The next step was to have the managers' own version of a postseason tournament. Pauga set up a bracket with help from Michigan State trainers Andrew Novak and Ian May.
Logistical restraints prevented most schools from actually playing their assigned games in the tournament the vast majority of the time. When a game couldn't be played, a team's ranking in Pauga's system and a fan vote would determine who advanced.
Pauga said more than 150,000 votes were cast over the course of the tournament.
The voting got particularly hectic when Tennessee met Georgia in a semifinal.
Los Angeles Rams running back and former Georgia star Todd Gurley sent out a tweet asking fans to vote for Georgia's managers. Tennessee football coach Butch Jones and quarterback Joshua Dobbs and Miami Heat guard and Tennessee alum Josh Richardson tweeted in support of the Volunteers' managers.

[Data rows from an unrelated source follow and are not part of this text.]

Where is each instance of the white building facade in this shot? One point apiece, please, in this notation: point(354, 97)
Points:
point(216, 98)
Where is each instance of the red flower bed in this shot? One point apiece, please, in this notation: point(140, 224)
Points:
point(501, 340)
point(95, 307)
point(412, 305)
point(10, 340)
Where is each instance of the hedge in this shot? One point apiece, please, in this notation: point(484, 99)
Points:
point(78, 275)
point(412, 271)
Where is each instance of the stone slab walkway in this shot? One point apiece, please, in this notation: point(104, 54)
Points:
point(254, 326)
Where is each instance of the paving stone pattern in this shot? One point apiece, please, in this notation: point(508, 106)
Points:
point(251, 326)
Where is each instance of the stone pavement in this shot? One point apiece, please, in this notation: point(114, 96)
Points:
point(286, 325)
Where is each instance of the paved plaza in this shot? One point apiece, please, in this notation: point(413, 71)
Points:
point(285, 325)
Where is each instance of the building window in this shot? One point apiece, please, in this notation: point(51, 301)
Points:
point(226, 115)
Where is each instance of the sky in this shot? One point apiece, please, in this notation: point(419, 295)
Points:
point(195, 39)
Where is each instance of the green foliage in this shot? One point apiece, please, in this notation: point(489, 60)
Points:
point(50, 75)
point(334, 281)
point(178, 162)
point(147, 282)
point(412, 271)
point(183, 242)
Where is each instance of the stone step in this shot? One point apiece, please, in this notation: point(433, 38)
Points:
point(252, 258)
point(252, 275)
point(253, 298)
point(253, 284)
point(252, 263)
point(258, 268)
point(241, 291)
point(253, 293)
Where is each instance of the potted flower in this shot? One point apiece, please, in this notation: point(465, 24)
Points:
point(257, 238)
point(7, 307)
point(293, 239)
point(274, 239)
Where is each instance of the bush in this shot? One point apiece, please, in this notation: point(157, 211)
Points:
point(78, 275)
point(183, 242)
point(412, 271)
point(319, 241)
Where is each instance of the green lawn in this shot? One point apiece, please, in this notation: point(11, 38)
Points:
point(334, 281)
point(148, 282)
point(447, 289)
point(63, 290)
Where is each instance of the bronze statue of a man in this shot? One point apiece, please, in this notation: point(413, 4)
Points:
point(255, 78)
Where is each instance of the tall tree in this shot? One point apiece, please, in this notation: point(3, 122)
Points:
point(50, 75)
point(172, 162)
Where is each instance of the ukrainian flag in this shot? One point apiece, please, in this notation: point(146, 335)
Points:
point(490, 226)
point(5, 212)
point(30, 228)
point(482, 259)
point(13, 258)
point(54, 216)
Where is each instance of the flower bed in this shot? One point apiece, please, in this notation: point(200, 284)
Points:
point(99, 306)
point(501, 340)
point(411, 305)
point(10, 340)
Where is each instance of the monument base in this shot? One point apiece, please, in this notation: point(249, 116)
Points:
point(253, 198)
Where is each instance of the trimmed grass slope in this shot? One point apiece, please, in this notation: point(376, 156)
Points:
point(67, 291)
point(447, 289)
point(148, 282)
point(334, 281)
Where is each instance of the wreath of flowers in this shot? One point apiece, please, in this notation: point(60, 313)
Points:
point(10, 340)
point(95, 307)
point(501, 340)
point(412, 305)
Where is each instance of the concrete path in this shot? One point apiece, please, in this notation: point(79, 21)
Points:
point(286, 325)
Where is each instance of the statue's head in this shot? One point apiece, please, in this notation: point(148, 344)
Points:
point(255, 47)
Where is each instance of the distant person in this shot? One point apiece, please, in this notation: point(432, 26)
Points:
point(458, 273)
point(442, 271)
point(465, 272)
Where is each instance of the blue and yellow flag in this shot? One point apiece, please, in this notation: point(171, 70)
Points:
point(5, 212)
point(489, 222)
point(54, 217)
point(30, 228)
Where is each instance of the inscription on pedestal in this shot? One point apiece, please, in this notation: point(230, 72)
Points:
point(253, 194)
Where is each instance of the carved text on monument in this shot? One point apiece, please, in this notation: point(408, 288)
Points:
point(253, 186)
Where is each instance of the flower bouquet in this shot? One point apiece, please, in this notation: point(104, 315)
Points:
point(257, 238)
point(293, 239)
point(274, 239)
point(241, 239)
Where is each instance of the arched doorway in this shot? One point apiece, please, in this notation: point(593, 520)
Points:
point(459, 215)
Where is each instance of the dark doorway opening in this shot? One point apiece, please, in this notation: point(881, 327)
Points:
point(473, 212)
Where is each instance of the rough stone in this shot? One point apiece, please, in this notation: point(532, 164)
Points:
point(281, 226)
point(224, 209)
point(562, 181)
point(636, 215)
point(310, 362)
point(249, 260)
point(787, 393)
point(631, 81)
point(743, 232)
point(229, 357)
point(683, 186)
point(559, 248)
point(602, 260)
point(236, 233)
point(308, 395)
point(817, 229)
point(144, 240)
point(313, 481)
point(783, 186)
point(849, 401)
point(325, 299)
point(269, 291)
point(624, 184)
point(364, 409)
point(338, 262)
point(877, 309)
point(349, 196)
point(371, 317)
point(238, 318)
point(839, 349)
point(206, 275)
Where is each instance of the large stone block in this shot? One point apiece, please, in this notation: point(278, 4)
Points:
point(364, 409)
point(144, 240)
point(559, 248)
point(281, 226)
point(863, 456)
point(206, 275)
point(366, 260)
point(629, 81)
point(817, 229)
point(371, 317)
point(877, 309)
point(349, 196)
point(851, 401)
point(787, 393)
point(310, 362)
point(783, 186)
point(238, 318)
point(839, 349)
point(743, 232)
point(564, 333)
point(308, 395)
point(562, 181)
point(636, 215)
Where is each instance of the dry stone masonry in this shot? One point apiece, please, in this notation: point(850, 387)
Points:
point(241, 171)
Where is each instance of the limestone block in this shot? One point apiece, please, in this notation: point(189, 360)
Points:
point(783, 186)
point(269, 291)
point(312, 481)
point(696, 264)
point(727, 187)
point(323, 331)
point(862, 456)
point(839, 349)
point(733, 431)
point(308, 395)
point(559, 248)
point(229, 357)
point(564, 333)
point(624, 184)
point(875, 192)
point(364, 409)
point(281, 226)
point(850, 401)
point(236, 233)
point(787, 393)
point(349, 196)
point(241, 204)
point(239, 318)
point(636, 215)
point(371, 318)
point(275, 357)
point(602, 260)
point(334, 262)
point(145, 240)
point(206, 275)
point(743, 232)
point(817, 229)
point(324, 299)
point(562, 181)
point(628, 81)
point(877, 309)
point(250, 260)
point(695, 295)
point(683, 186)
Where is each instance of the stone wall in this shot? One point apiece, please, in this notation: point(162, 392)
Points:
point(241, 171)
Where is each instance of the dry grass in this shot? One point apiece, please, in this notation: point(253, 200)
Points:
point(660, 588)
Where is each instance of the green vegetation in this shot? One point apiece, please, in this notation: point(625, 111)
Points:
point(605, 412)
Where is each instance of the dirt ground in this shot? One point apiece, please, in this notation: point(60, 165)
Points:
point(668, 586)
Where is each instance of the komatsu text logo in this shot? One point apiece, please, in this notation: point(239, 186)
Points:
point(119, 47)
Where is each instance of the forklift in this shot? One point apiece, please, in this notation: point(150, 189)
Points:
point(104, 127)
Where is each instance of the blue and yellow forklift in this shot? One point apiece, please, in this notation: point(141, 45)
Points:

The Atlanta Hawks and Tennessee Titans used their Twitter accounts to stump for their home-state schools.
And in the biggest celebrity coup of all, Kevin Durant also sent out a tweet in support of Tennessee. Durant played for Tennessee coach Rick Barnes' staff at Texas and was informed of the contest by Volunteers assistant Chris Ogden. That Tennessee-Georgia matchup received 23,393 votes.
Kansas manager Tim Skoch believes he knows why these games have started to catch on with the general public.
"Everyone loves an underdog story — and the managers are just the people who do the laundry," Skoch said. "People like to rally around things, good causes. ... It's cool to see the managers have an opportunity to play."
The semifinals and championship game will take place Friday at the George R. Brown Convention Center in Houston, where the NCAA Fan Fest is taking place. Pauga has set up a GoFundMe page that has raised over $1,800 for travel costs.
As for the quality of the basketball, well, it's probably best described as running the gamut from so-so to pretty good.
Most of the managers at the Final Four at least played in high school, but Tennessee's team might be an indicator of the talent. The Vols squad includes 5-foot-6 I.J. Poole as well as Drazen Zlovaric, a 6-9 graduate manager who played collegiately at Georgia and Chattanooga and had a three-year professional career overseas.
But they all figured their playing days were behind them after becoming managers and performing such grunt work as monitoring video and setting up practice drills.
Now they're stepping out of the shadows of laundry rooms at college basketball's biggest event.
Said Poole, "I would have never thought I'd be going to the Final Four to play."
AP freelance writer Josh Abner in Louisville, Kentucky, contributed to this report.